Key Takeaways
- Oil futures surged to their highest point so far this year in intraday trading Friday amid reports Israel was preparing for a retaliatory attack by Iran following the bombing of its Syrian embassy earlier this month.
- Threats to supply overshadowed a report from the International Energy Agency (IEA) in which the group lowered its forecast for oil-demand growth in 2024.
- This week’s inflation report had also added to pressure on oil prices by pushing back the timeline of this year’s interest rate cuts by the Federal Reserve.
Oil prices surged on Friday as tensions in the Middle East outweighed concerns about slowing global demand growth and delayed interest rate cuts.
Brent crude futures climbed more than 2% to trade at a 6-month high above $92 a barrel Friday morning, while West Texas Intermediate broke out above $87 a barrel. As of about 1 p.m. ET, Brent was trading at $90.62 a barrel and WTI at $85.95 a barrel.

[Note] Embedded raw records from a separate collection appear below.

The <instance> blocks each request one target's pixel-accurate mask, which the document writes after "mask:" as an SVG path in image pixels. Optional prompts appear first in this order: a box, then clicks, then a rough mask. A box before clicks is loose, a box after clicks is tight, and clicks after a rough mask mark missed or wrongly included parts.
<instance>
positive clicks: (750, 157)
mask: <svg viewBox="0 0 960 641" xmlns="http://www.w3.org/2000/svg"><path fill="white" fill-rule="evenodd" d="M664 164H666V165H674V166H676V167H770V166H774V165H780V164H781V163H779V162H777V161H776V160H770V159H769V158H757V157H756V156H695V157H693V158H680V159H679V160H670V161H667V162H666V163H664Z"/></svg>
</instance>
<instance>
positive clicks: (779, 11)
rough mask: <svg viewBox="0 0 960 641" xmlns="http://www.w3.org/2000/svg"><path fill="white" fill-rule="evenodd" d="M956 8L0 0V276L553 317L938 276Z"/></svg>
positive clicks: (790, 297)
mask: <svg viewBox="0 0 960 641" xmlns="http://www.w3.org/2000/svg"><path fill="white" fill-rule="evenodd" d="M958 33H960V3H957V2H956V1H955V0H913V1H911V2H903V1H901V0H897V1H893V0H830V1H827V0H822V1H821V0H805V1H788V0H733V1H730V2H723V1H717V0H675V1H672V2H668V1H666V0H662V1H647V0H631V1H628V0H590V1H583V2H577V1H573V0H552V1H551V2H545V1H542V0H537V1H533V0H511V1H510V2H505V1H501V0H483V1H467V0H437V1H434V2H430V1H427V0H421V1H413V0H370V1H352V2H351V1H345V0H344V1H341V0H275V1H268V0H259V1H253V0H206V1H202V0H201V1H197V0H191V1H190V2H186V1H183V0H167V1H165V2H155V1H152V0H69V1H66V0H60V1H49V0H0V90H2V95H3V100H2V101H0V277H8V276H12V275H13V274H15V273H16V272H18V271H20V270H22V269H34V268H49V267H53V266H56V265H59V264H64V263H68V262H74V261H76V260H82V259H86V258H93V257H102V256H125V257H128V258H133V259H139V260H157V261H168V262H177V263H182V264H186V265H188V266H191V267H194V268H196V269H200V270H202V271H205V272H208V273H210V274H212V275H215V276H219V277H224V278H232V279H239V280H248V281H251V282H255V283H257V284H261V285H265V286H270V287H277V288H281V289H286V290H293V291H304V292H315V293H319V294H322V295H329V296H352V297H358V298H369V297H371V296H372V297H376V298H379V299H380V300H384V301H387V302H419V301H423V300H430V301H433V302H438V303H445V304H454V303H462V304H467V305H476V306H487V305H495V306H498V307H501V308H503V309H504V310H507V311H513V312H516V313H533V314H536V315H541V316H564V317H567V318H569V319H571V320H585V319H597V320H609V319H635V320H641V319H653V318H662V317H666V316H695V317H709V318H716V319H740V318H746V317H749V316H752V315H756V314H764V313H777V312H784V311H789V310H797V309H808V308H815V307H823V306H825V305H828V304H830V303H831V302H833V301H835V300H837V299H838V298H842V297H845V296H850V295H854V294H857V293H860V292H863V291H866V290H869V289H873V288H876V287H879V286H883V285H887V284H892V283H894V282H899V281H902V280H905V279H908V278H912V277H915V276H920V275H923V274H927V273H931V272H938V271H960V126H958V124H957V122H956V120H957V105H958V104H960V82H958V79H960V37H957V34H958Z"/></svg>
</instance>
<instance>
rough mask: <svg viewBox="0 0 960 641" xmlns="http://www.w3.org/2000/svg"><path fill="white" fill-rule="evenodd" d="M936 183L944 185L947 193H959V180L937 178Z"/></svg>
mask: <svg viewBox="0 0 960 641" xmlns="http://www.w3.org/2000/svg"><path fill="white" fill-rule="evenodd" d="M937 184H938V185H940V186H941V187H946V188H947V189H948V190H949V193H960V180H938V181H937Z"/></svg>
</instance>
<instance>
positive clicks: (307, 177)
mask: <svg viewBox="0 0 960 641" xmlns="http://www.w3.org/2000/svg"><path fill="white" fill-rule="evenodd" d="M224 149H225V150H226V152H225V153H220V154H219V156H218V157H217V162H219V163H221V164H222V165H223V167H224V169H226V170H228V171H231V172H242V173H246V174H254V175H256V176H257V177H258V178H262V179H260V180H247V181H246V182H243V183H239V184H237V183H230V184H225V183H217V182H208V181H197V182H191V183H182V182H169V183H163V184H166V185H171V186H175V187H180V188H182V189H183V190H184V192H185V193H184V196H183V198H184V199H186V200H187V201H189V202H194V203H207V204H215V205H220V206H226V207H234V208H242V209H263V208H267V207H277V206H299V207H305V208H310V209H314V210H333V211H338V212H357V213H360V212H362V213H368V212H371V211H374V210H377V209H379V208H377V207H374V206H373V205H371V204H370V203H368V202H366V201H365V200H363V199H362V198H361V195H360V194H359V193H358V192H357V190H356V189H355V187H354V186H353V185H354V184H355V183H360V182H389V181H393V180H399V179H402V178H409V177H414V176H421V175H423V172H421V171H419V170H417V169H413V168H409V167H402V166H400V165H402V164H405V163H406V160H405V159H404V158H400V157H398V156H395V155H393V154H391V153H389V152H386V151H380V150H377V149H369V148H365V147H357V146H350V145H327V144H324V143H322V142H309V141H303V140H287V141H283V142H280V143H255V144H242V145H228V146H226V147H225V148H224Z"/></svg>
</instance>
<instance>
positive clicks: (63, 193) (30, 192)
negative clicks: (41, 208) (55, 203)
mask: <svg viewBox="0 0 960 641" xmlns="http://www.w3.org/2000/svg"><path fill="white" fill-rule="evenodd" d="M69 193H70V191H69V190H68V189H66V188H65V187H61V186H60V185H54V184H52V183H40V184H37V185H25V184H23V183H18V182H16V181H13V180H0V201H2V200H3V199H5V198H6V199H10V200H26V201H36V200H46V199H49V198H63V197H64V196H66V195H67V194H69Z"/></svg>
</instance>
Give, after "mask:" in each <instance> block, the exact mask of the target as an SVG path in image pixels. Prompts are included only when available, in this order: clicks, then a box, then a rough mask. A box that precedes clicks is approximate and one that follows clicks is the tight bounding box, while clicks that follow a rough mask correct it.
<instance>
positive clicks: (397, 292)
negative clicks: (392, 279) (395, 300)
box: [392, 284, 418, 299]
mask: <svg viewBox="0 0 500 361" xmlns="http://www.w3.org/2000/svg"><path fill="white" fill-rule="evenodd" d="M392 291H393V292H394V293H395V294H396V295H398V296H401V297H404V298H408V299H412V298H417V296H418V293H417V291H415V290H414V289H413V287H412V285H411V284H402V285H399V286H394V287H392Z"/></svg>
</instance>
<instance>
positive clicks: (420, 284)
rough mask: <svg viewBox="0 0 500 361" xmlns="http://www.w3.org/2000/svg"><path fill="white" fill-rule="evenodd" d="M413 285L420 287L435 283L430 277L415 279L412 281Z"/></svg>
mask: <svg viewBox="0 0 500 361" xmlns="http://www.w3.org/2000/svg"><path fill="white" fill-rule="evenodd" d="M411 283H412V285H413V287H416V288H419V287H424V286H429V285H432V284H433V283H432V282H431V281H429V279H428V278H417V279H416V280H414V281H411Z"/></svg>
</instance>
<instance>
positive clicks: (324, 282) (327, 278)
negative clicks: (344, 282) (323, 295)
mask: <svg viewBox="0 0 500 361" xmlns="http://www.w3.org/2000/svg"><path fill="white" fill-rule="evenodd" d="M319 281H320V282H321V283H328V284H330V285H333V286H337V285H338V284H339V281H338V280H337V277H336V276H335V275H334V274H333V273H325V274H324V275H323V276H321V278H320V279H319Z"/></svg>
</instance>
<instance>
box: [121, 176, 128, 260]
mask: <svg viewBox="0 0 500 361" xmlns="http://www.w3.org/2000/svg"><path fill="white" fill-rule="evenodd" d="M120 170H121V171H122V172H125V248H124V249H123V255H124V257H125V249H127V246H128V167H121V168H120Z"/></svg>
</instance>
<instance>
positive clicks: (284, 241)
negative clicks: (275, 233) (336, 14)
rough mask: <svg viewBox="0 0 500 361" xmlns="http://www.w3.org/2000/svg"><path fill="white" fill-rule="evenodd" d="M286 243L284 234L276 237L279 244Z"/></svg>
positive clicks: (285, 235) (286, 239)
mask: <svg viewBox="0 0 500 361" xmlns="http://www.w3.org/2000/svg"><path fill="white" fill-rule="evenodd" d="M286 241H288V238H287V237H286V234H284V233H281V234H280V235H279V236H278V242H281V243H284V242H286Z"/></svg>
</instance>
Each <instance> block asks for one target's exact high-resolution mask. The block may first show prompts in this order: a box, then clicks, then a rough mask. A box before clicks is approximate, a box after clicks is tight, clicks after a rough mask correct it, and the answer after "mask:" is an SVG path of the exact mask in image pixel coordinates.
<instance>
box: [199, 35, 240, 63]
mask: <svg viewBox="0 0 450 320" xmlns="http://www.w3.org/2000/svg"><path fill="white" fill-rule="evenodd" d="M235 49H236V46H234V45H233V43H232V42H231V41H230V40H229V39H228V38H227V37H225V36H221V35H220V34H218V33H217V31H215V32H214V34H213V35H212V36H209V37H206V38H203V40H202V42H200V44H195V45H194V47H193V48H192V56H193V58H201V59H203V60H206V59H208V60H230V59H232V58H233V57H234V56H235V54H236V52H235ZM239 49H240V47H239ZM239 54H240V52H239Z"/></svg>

The surge came amid reports Israel was expecting a direct attack by Iran in the coming days as retaliation for a suspected Israeli airstrike on the Iranian embassy in Syria on April 1. That strike killed several Iranian military officers, for which Tehran has vowed to exact revenge.
The threat that escalated fighting in the Middle East could disrupt global oil supply overshadowed an International Energy Agency (IEA) report Friday in which the organization lowered its forecast for global oil-demand growth in 2024 to 1.2 million barrels per day, citing “exceptionally weak” deliveries in Organization for Economic Co-operation and Development (OECD) countries, a largely complete post-COVID rebound, and increasing market share gains by electric vehicles (EVs), especially in China.
That estimate is well below the forecast published on Thursday by the Organization of the Petroleum Exporting Countries (OPEC), which expects global oil demand to increase by 2.2 million barrels per day this year.
Interest rate concerns have also weighed on oil in recent days. Hotter-than-expected inflation data on Wednesday increased the odds interest rates will remain near 23-year highs well into 2024, putting pressure on economic activity and, subsequently, oil demand.